Volume 8, Issue 1, 2020

Zebulon DingleyOrcid-ID
Pages 5-34

The Transfiguration of Lukas Pkech
Dini ya Msambwa and the “Kolloa Affray”

This article explores a violent episode in Kenya’s late-colonial history in which a confrontation between police and members of an anti-colonial religious movement called Dini ya Msambwa resulted an estimated fifty deaths. Drawing on archival documents and interviews with survivors, I reconstruct the event—the “Kolloa Affray,” as it became known—before showing how its violence has been preserved and transformed in the historical theology and ritual practice of the Dini ya Roho Mafuta Pole ya Afrika, which claims to be a continuation of the Msambwa movement.
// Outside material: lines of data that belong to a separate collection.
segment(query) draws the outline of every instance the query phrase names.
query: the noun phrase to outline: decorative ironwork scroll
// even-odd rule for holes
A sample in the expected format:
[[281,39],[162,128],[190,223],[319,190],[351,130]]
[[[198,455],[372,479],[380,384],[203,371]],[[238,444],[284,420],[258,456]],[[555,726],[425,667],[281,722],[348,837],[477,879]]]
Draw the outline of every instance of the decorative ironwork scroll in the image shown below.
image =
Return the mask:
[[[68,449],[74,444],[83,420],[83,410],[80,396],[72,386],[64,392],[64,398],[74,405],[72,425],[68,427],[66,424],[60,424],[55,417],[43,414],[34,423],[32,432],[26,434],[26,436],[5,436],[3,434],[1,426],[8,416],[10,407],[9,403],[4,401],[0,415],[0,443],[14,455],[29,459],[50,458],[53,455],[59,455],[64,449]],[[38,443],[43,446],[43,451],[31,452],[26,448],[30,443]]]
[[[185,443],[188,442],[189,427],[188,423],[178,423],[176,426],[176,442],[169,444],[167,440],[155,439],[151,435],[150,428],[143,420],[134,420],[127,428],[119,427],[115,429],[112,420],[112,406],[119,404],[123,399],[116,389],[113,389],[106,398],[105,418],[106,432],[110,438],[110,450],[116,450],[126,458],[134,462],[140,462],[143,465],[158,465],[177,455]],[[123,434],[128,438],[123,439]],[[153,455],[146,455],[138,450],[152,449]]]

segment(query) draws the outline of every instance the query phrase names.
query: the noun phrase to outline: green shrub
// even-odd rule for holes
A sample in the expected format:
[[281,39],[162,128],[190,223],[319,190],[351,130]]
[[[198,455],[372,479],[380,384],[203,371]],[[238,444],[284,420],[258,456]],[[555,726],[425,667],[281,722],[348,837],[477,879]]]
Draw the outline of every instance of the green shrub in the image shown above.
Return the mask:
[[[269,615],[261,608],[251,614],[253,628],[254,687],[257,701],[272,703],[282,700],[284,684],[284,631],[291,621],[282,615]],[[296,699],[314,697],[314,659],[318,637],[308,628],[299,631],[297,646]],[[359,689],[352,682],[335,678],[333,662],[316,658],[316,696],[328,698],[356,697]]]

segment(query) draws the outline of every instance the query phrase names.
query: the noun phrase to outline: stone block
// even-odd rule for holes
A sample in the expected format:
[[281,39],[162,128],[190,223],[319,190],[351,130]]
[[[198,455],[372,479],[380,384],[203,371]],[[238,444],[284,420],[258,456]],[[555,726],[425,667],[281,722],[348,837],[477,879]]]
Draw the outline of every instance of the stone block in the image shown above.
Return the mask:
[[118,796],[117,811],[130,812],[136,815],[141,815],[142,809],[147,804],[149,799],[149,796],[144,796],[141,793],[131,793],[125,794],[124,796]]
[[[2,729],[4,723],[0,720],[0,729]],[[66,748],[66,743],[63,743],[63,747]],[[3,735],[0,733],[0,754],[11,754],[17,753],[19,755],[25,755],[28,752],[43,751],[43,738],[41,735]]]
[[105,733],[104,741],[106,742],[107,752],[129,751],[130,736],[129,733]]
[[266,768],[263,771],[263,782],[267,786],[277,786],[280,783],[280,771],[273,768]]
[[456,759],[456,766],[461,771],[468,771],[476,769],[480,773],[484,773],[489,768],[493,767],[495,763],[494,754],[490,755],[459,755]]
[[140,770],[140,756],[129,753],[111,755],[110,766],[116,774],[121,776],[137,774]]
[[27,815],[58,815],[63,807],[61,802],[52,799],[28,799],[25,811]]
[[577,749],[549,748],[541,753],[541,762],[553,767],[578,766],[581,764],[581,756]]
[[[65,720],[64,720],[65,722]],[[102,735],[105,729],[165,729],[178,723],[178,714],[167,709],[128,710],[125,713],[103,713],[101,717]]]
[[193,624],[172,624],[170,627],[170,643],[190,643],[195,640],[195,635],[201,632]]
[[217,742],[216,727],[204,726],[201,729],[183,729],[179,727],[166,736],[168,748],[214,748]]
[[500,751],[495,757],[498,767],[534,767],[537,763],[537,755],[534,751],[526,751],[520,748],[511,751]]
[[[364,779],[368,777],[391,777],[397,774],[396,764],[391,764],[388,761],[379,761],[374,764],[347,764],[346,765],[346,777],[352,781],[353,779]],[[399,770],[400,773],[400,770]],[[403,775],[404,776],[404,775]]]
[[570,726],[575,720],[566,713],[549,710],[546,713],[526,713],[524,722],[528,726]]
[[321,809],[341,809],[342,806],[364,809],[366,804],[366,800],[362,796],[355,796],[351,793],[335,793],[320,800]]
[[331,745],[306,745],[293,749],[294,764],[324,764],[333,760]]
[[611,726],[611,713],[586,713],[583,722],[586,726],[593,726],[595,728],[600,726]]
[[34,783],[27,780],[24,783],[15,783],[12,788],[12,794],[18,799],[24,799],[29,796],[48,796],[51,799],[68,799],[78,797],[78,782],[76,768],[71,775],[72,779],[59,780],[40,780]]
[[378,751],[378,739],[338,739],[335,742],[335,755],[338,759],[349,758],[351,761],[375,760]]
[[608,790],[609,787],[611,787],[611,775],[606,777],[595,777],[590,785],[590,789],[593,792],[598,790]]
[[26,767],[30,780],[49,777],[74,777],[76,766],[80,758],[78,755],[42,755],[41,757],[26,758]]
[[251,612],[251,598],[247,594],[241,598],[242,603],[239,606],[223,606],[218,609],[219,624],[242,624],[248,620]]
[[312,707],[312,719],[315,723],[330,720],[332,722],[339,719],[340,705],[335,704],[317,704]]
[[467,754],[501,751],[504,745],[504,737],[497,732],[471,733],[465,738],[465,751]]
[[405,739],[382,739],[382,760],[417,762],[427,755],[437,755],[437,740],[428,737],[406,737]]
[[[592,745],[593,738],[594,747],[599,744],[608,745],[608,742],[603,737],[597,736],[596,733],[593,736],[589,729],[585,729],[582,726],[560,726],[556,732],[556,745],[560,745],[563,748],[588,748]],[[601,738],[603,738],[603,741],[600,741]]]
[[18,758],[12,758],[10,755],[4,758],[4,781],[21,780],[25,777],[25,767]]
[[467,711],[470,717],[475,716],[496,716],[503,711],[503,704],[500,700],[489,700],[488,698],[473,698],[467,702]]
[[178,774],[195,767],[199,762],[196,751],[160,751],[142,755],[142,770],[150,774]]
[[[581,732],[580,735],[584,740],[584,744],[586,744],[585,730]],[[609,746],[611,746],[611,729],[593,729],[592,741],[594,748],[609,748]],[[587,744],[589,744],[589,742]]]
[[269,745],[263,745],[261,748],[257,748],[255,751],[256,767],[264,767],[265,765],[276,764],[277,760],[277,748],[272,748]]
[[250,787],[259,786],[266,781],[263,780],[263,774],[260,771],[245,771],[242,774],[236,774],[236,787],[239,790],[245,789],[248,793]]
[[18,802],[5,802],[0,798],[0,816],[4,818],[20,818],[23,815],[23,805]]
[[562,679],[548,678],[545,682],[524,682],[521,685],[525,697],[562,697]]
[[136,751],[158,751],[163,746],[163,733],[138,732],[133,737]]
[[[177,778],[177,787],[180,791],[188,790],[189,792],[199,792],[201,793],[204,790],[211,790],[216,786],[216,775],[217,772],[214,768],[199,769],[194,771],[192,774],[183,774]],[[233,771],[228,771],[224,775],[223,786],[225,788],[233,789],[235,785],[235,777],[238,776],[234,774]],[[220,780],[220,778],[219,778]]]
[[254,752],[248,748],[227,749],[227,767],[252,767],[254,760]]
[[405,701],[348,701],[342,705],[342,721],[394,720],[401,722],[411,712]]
For survivors of the violence itself, and for others who suffered communal punishment in its aftermath, it is an historical wrong for which the British government owes compensation. For the Mafuta Pole faithful, however, the death of Dini ya Msambwa’s leader Lukas Pkech at Kolowa becomes a kind of second crucifixion, “cancelling” the violence of the past and ushering in a new era of forgiveness and reconciliation. The simultaneous preservation and negation of this violent past in Mafuta Pole historical consciousness is shown through an analysis of its discursive, ritual, and memorial practices.